"Harvey engaged in some very irresponsible experimentation on women's bodies," said Carol Downer, who co-founded feminist women's health clinics in Southern California in the 1970s.
The incident was investigated by the national Centers for Disease Control, where Darney worked at the time. Darney called the super coil a "bad idea" but added, "I don't think that offsets the importance" of Karman's other contributions.
Downer agreed, calling Karman "a real change agent" whose invention gave momentum to the abortion rights movement in the period before the procedure was legalized by the 1973 Supreme Court case Roe vs. Wade. "I would never take away from the importance of a lot of the work he did," she said.
Karman was born Harvey Walters on April 26, 1924, in the tiny northwest Oregon town of Clatskanie. He did not know his father, and his mother, who led a transient lifestyle, often left him in orphanages. When she married, he took the last name of his stepfather.

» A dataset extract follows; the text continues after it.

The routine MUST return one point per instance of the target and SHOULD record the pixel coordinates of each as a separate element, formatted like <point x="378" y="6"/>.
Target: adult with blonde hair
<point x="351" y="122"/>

A high school dropout, he joined the Army Air Forces and was stationed in England during World War II. After completing his military service, he used the GI Bill to attend UCLA, where he earned a bachelor's in theater and a master's in psychology. He later became director of psychosomatic research at San Vicente Hospital in Los Angeles.
He became interested in abortion when he was conducting research at UCLA on the emotional aspects of therapeutic abortion. During this time a student with an unplanned pregnancy committed suicide and another died from a botched abortion. Karman responded by helping women obtain illegal abortions in Mexico. Unhappy with the high prices and poor care some of the women received, he began performing abortions himself.
His ultimate goal, according to Darney, who met Karman in the early 1970s, was to "make it possible for women to safely do their own abortions using the simplest possible equipment."
Working with Merle Goldberg, a medical writer and women's health activist, Karman developed a method for extracting menstrual blood during the first weeks after a missed period with a vacuum syringe and a flexible plastic tube about the width of a drinking straw.
The device could be manually operated and, because of the narrowness of the tube, caused less discomfort than the larger metal curets that were normally used in abortions.